Updated: Jun 26, 2026

Cross-Modal Multivariate Pattern Analysis
13:51

Cross-Modal Multivariate Pattern Analysis

Published on: November 9, 2011

Robust Multi-View Clustering via Quadratic Matrix Factorization With Manifold Learning.

Yadi Wang, Fan Zhang, Bingbing Jiang

    IEEE Transactions on Image Processing : a Publication of the IEEE Signal Processing Society
    |June 24, 2026
    PubMed
    Summary
    This summary is machine-generated.

    This study introduces robust multi-view clustering using quadratic matrix factorization and manifold learning to capture complex nonlinear data structures. The novel approach significantly improves clustering performance and robustness compared to existing methods.

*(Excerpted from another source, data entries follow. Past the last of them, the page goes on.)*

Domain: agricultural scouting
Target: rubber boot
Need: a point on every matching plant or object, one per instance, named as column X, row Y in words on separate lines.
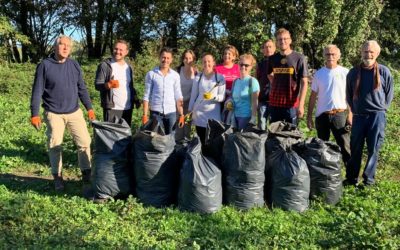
column 86, row 175
column 58, row 183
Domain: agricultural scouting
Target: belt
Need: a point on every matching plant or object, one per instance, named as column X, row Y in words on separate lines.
column 334, row 111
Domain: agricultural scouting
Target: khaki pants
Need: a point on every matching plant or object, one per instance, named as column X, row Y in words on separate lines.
column 76, row 126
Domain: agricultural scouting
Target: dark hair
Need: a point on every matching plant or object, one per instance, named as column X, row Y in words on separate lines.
column 178, row 69
column 166, row 50
column 122, row 41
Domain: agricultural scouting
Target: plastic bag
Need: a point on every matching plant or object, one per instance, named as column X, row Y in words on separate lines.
column 200, row 188
column 112, row 143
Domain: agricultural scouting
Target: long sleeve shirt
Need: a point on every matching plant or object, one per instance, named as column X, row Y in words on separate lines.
column 369, row 100
column 162, row 92
column 60, row 86
column 203, row 110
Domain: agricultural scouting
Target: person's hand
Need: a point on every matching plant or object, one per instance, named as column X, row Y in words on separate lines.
column 188, row 118
column 113, row 84
column 137, row 103
column 253, row 120
column 91, row 115
column 300, row 112
column 36, row 122
column 181, row 121
column 207, row 95
column 145, row 119
column 229, row 105
column 310, row 122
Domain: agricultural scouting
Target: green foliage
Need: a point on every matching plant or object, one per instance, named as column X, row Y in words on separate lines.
column 32, row 215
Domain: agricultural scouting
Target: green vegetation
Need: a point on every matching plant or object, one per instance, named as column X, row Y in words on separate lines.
column 32, row 215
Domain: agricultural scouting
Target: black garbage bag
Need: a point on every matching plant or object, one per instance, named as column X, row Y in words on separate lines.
column 216, row 134
column 200, row 188
column 111, row 175
column 290, row 179
column 243, row 168
column 282, row 133
column 323, row 161
column 155, row 168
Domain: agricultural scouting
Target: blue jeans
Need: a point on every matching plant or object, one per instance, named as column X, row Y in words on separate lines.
column 168, row 120
column 242, row 122
column 283, row 114
column 263, row 114
column 369, row 128
column 336, row 123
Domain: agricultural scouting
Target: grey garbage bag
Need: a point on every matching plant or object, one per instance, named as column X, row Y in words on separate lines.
column 200, row 188
column 243, row 168
column 290, row 179
column 324, row 164
column 282, row 132
column 156, row 172
column 112, row 144
column 216, row 134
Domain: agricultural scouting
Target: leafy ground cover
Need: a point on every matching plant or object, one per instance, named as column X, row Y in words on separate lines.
column 32, row 215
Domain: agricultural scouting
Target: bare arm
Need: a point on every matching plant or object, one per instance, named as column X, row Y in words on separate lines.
column 311, row 105
column 254, row 103
column 303, row 94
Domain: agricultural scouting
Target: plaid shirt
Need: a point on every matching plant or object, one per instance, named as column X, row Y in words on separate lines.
column 288, row 72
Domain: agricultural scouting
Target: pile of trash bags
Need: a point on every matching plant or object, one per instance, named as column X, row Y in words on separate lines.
column 241, row 168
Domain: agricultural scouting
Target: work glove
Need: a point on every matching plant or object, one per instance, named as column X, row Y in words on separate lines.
column 181, row 121
column 36, row 122
column 188, row 118
column 253, row 120
column 207, row 95
column 136, row 102
column 229, row 105
column 91, row 115
column 113, row 84
column 145, row 119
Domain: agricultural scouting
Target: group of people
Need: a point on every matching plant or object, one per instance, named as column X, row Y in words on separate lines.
column 352, row 104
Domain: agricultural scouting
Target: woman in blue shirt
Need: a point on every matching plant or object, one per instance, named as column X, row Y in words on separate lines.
column 245, row 92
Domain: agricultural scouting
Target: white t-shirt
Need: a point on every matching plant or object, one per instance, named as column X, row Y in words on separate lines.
column 206, row 109
column 330, row 85
column 122, row 94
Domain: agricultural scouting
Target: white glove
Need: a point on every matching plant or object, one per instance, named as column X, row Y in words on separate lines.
column 253, row 120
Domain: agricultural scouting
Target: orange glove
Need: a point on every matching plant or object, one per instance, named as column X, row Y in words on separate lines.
column 36, row 122
column 91, row 115
column 181, row 121
column 145, row 119
column 112, row 84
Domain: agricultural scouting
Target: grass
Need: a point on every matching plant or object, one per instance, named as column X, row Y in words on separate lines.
column 32, row 215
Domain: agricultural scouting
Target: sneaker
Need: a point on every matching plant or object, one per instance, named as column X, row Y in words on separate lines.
column 86, row 175
column 58, row 183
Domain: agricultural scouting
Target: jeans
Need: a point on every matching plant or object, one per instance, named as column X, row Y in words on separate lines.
column 167, row 120
column 263, row 114
column 110, row 114
column 368, row 128
column 336, row 123
column 242, row 122
column 283, row 114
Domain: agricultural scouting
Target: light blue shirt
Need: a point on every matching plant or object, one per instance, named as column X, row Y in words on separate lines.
column 241, row 97
column 162, row 92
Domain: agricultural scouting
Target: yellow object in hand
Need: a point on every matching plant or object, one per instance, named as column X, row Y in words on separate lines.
column 229, row 106
column 207, row 95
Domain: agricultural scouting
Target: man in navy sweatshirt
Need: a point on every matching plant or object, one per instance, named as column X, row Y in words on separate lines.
column 59, row 84
column 369, row 92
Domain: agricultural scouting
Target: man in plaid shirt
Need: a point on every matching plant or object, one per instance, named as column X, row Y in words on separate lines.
column 288, row 73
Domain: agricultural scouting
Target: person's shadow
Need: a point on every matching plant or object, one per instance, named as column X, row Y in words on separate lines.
column 41, row 185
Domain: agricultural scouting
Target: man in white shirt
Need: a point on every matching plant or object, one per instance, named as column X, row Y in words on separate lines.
column 162, row 94
column 329, row 87
column 114, row 80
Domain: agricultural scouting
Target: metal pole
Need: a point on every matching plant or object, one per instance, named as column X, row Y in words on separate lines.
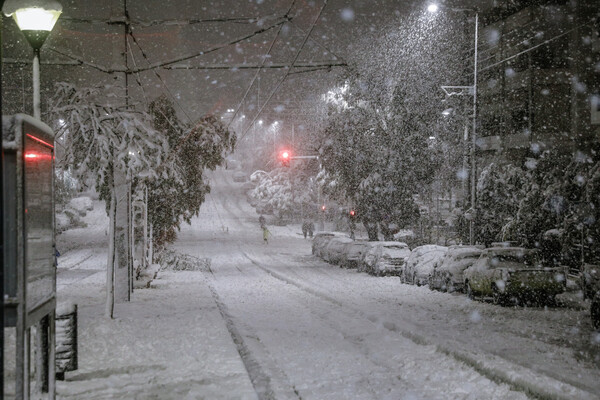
column 37, row 113
column 474, row 132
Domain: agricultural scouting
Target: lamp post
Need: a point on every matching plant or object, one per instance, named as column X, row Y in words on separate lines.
column 434, row 8
column 35, row 20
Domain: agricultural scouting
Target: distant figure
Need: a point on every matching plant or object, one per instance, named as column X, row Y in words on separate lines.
column 305, row 228
column 266, row 234
column 308, row 227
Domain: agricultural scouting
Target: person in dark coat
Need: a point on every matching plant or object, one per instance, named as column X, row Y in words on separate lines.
column 305, row 226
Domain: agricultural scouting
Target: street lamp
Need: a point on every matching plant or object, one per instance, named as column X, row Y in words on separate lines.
column 35, row 19
column 434, row 8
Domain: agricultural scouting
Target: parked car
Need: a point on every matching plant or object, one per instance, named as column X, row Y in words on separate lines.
column 334, row 250
column 448, row 276
column 386, row 258
column 353, row 253
column 425, row 267
column 423, row 258
column 320, row 240
column 589, row 280
column 515, row 274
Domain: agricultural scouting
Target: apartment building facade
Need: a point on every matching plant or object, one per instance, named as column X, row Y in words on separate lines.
column 539, row 78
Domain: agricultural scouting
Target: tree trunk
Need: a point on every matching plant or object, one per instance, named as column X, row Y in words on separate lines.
column 110, row 264
column 121, row 239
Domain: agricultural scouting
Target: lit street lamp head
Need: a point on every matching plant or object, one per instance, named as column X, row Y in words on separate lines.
column 35, row 18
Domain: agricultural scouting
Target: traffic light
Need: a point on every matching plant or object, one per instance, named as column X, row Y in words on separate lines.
column 285, row 158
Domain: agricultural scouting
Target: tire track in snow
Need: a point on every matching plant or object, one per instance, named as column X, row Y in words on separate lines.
column 261, row 381
column 495, row 368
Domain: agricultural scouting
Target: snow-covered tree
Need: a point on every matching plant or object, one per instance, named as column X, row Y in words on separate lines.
column 110, row 145
column 176, row 194
column 377, row 143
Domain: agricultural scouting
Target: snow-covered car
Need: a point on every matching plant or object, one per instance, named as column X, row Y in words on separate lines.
column 449, row 275
column 321, row 240
column 386, row 258
column 425, row 267
column 513, row 273
column 335, row 249
column 421, row 263
column 353, row 253
column 239, row 176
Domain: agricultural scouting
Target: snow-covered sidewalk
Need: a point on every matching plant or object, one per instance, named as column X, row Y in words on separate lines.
column 169, row 342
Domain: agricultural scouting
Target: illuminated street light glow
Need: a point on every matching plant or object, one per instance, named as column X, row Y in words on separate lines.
column 432, row 8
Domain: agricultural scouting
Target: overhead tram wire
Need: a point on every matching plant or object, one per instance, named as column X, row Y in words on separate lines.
column 158, row 76
column 287, row 72
column 260, row 67
column 218, row 47
column 170, row 62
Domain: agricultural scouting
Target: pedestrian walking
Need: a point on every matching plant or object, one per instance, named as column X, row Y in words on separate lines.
column 305, row 226
column 266, row 234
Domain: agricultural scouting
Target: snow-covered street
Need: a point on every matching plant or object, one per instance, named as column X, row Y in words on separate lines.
column 274, row 322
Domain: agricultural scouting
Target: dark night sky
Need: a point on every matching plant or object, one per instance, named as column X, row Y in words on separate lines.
column 83, row 34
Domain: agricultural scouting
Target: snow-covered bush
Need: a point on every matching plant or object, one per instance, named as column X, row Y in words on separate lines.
column 500, row 189
column 174, row 261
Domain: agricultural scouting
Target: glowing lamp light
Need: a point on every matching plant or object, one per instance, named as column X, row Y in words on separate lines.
column 35, row 20
column 432, row 8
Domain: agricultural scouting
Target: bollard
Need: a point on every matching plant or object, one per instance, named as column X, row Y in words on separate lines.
column 66, row 340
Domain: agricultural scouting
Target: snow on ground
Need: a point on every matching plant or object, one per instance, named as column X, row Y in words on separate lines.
column 273, row 322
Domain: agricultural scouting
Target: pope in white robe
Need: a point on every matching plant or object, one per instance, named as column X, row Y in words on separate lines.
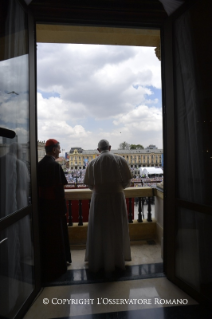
column 108, row 242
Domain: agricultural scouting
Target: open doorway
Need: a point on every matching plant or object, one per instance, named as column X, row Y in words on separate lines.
column 110, row 88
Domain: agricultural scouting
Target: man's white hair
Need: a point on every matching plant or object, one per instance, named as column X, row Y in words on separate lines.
column 103, row 145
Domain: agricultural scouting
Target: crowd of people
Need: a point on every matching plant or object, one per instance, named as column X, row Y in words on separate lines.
column 76, row 177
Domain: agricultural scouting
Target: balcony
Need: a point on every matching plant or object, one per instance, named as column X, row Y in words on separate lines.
column 146, row 225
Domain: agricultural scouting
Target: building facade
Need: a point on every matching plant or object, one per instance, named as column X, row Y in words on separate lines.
column 135, row 158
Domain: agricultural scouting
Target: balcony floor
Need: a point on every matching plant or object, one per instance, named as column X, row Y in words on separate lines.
column 142, row 252
column 152, row 289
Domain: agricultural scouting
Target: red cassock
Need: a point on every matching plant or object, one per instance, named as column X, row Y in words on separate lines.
column 55, row 249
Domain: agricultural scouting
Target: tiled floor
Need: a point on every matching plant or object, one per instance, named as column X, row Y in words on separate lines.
column 113, row 299
column 141, row 253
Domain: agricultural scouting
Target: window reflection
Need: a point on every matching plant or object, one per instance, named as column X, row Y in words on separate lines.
column 14, row 153
column 16, row 267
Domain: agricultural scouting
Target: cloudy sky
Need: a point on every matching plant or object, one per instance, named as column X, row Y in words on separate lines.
column 90, row 92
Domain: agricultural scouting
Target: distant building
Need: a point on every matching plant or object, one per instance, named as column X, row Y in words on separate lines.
column 135, row 158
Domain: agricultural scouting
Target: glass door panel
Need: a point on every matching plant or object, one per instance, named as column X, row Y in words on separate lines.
column 17, row 243
column 188, row 149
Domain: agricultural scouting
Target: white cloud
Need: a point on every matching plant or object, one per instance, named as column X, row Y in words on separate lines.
column 110, row 83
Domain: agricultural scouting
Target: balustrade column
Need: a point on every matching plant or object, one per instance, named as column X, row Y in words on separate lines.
column 80, row 214
column 70, row 223
column 139, row 210
column 130, row 211
column 149, row 218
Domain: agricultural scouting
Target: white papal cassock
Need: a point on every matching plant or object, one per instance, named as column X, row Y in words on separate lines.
column 108, row 242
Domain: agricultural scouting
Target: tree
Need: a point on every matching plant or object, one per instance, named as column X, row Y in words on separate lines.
column 124, row 146
column 136, row 146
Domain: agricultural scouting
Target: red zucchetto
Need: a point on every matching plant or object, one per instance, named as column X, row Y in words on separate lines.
column 51, row 142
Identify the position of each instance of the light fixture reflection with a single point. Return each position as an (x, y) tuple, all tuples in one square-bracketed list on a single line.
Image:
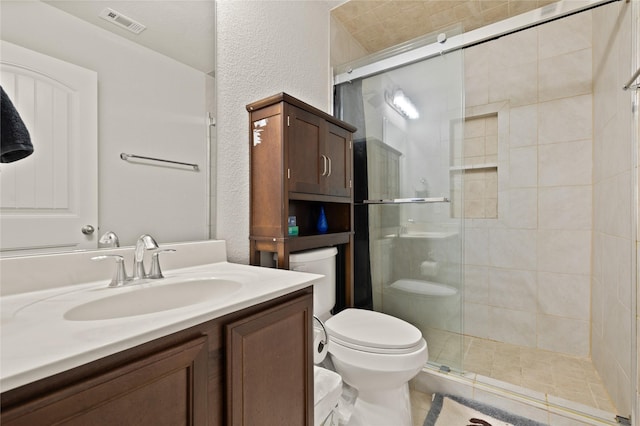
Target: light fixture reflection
[(402, 104)]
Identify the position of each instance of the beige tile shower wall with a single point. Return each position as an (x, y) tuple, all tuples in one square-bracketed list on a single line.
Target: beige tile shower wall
[(527, 273), (614, 239)]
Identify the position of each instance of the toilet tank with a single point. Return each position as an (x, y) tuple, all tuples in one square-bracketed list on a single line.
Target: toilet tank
[(319, 261)]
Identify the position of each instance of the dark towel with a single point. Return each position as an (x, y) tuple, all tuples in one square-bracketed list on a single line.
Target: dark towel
[(15, 143)]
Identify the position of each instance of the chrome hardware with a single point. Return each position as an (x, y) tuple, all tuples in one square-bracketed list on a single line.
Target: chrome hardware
[(145, 242), (156, 272), (88, 230), (325, 339), (120, 276), (629, 84), (109, 239), (126, 157)]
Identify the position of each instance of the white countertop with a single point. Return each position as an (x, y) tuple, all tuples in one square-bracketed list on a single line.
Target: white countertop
[(37, 341)]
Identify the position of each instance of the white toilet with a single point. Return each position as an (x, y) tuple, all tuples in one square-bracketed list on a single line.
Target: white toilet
[(373, 352)]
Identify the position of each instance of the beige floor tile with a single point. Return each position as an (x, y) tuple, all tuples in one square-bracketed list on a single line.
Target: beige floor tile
[(555, 374)]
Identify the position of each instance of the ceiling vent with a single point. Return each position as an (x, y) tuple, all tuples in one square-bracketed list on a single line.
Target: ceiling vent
[(121, 20)]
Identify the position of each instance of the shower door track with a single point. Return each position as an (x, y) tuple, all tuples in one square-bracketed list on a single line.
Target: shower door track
[(505, 27)]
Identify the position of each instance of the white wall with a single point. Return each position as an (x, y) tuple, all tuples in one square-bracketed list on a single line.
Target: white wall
[(263, 48), (148, 104)]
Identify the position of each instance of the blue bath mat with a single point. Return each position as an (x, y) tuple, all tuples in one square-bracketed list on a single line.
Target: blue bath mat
[(449, 410)]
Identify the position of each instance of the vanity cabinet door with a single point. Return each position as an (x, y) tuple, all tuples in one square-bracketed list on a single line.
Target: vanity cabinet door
[(166, 388), (270, 366)]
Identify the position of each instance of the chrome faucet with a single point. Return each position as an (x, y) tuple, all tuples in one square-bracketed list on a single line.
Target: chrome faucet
[(145, 242)]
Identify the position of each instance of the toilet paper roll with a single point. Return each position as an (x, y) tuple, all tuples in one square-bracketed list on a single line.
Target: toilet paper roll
[(319, 346), (429, 268)]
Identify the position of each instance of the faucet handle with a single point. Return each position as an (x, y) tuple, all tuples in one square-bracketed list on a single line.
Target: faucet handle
[(120, 276), (156, 272)]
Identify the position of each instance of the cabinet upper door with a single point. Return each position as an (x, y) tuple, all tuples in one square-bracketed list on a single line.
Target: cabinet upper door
[(306, 166), (337, 149), (319, 155)]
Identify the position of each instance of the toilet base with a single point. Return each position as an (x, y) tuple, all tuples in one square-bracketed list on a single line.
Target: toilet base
[(382, 408)]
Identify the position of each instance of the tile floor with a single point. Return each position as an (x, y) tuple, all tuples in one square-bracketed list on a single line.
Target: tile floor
[(420, 404), (564, 376)]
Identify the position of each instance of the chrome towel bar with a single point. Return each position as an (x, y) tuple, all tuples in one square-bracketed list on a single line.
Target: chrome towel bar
[(126, 157), (631, 80)]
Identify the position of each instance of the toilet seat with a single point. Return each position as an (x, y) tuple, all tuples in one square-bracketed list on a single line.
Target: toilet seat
[(375, 332)]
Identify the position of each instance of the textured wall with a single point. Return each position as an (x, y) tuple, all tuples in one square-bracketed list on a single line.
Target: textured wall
[(263, 48), (612, 311)]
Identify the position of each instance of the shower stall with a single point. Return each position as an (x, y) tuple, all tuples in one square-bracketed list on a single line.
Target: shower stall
[(495, 206)]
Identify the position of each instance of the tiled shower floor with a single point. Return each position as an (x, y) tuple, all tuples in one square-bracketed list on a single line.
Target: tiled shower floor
[(567, 377)]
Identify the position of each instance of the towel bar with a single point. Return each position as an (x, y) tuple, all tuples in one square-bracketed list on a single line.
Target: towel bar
[(126, 157), (631, 80)]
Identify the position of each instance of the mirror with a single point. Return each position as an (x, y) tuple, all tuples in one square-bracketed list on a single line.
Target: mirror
[(155, 98)]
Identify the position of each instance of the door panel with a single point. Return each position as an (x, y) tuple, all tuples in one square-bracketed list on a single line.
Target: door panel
[(46, 198), (337, 149), (305, 143)]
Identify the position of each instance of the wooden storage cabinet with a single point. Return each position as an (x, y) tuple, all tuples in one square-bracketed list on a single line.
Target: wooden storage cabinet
[(319, 160), (301, 159), (191, 377)]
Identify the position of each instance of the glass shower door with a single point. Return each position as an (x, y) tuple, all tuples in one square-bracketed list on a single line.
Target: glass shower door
[(407, 191)]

    Related Experiment Videos

    Last Updated: Jun 26, 2026

    Cross-Modal Multivariate Pattern Analysis
    13:51

    Cross-Modal Multivariate Pattern Analysis

    Published on: November 9, 2011

    Area of Science:

    • Data Science
    • Machine Learning
    • Pattern Recognition

    Background:

    • Multi-view clustering is effective for high-dimensional data.
    • Non-negative matrix factorization (NMF) methods offer dimensionality reduction but struggle with nonlinearity and noise.
    • Existing NMF-based approaches fail to capture complex nonlinear structures.

    Purpose of the Study:

    • To propose a robust multi-view clustering method addressing limitations of linear NMF.
    • To enhance data robustness and fit nonlinear structures using quadratic matrix factorization.
    • To integrate multi-view information for consensus low-dimensional representations.

    Main Methods:

    • Quadratic matrix factorization applied to each data view.
    • Decoupling linear tangent and nonlinear normal space components via subspace constraints.
    • Consistency and complementarity regularization terms for multi-view integration.
    • Alternating optimization algorithm with convergence analysis.

    Main Results:

    • The proposed method effectively captures complex nonlinear data structures.
    • Enhanced robustness against noise compared to traditional methods.
    • Experimental validation on diverse real-world and synthetic datasets.
    • Demonstrated superior clustering performance and robustness over existing techniques.

    Conclusions:

    • The quadratic matrix factorization with manifold learning offers a robust solution for multi-view clustering.
    • The method successfully handles nonlinearities and integrates multi-view information.
    • It provides a significant advancement over existing linear NMF-based approaches.